Showalter sees women’s writing as a story of progress toward self-definition: from feminine (imitation of prevailing modes) to feminist (protest) to female (self-discovery), and, finally, free. “American women writers in the twenty-first century can take on any subject they want, in any form they choose.” We have indeed come a long way, but I’m not so sure we’ve reached nirvana yet. The marketplace, with its many gendered strictures and codes, has not disappeared. Thus, it matters that girls and women will buy fiction by and about both sexes, but boys and men—the relative few who buy fiction at all—stick to their own gender. (There was a reason that J.K. Rowling used her initials instead of her name, and that her student magician hero was not Harriet Potter.) It matters that the Great American Novel for which critics are always hunting is imagined as a modern Moby-Dick, not The House of Mirth. It means there’s a certain kind of critical receptivity, a hope of greatness for certain kinds of books by men that hardly ever comes into play with books by women, no matter how wonderful they are. Moreover, in literature as in life, men have much more license to display their whole unlovely selves and be admired for it, as the career of Norman Mailer shows.

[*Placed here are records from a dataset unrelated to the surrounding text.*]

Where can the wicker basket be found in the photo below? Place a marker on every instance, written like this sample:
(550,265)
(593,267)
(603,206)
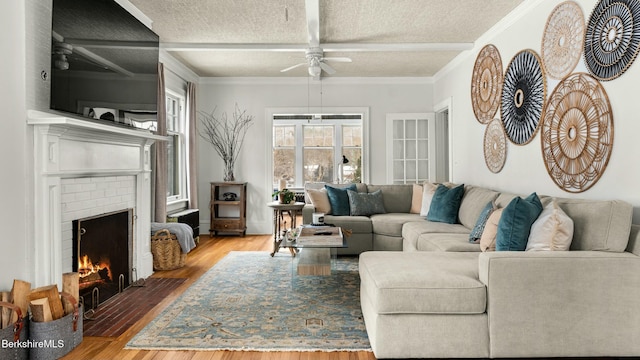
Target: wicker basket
(167,254)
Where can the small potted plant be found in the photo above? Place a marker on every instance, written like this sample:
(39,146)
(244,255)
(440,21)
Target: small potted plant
(285,196)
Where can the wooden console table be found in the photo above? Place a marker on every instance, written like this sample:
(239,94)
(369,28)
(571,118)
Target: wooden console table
(278,213)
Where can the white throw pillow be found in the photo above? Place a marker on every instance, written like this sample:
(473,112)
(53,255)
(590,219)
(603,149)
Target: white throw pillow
(320,200)
(552,231)
(490,232)
(428,189)
(416,199)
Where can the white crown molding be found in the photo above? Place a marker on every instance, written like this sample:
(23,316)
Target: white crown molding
(177,67)
(305,80)
(501,26)
(133,10)
(326,47)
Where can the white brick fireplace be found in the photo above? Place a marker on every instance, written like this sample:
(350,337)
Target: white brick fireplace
(82,169)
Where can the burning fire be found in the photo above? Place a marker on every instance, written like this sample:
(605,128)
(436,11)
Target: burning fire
(87,270)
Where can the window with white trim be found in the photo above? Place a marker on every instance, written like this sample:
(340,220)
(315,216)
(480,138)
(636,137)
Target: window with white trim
(314,148)
(176,147)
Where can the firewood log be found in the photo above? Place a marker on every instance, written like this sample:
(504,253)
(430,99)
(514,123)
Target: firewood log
(40,310)
(20,295)
(51,293)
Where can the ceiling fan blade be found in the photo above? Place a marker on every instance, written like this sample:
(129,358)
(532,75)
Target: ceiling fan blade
(293,67)
(312,8)
(328,69)
(337,59)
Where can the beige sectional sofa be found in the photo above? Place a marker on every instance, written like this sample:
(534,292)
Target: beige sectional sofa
(440,297)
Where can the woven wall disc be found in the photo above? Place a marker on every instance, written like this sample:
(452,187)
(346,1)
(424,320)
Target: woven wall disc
(577,133)
(612,39)
(486,84)
(495,146)
(563,39)
(523,96)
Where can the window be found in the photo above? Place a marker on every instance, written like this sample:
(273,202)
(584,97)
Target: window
(176,147)
(311,148)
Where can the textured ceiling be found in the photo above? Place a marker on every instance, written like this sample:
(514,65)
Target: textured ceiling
(234,38)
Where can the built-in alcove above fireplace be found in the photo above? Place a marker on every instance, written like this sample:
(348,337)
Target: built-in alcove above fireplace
(83,169)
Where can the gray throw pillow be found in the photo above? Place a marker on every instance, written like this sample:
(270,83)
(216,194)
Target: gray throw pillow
(365,204)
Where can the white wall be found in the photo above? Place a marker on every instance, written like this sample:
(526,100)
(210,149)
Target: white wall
(14,160)
(524,170)
(381,96)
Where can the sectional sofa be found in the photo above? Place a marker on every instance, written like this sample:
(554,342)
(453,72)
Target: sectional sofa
(427,292)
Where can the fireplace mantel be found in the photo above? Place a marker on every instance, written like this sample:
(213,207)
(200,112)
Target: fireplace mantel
(70,148)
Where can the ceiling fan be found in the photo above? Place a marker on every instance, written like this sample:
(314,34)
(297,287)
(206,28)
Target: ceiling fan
(316,61)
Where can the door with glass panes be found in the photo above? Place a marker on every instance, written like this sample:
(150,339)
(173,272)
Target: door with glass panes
(410,148)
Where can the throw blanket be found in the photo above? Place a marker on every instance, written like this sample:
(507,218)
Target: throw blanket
(183,233)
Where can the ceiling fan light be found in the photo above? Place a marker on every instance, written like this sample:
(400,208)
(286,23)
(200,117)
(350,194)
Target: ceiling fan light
(314,70)
(60,62)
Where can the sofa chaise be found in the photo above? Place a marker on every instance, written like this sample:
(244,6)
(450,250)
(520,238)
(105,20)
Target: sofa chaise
(430,293)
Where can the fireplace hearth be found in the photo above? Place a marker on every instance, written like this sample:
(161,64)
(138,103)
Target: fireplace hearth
(102,255)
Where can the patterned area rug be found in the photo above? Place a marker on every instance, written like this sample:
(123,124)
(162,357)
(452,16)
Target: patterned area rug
(249,301)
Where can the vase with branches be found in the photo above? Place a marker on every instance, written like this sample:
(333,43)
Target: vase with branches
(226,135)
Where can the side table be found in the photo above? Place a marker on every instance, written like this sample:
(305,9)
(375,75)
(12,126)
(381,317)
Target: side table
(278,214)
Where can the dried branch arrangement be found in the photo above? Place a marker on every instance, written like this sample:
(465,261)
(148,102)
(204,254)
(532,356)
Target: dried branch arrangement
(226,135)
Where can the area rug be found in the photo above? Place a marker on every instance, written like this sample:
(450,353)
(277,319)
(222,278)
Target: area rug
(250,301)
(116,315)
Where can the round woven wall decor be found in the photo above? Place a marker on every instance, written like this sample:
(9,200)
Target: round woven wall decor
(577,133)
(486,84)
(495,146)
(523,95)
(563,39)
(612,39)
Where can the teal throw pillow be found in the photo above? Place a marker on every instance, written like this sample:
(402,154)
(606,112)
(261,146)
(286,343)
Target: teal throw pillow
(478,229)
(339,199)
(445,204)
(515,223)
(365,204)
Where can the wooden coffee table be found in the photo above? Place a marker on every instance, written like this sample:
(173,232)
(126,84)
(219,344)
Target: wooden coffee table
(315,246)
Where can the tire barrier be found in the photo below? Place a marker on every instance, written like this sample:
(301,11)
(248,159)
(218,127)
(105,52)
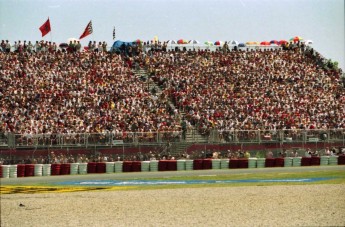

Many women writers have complained that fiction by women is undervalued because we undervalue the domestic and the personal as opposed to big manly subjects like war and whaling. It’s an important point, but I think there’s something deeper going on. In fact, there are men who write about intimate life and women who take on big public subjects. More different than the books themselves is the gendered framing of how we read them. Nobody says Henry James is a less ambitious writer because he wrote The Portrait of a Lady and not The Portrait of a Sea Captain. If  The Corrections had been written by Janet Franzen, would it have been seen not as a bid for the Great American Novel trophy, but as a very good domestic novel with some futuristic flourishes that didn’t quite come off? If the most prolific serious American writer was John Carroll Oates, would critics be so disturbed by the violence in his fiction? Perhaps we emphasize different elements in similar books and only notice the evidence that confirms our gender biases—and give men more benefits of more doubts, too. Gertrude Stein is a difficult and frustrating writer, but so is the Ezra Pound of The Cantos and the James Joyce of Finnegans Wake, and nobody serious calls them (as Showalter does Stein) basically frauds.

Try it yourself with the novels and poems on your bookshelf. Jane Updike? John Smiley? And while you’re at it, picture a literary America in which women were not just the major purchasers and readers of imaginative writing but also controlled the world of reviewing, prizes, awards, fellowships, relevant academic jobs, important panels, readings, international festivals, and those infernal best-book-of-the-year/decade/century lists. That this would be a highly speculative exercise suggests that Showalter is a bit overoptimistic. Women writers have come a very long way since Anne Bradstreet, Julia Ward Howe, and Mary Austin, but the jury of their peers has yet to be empanelled.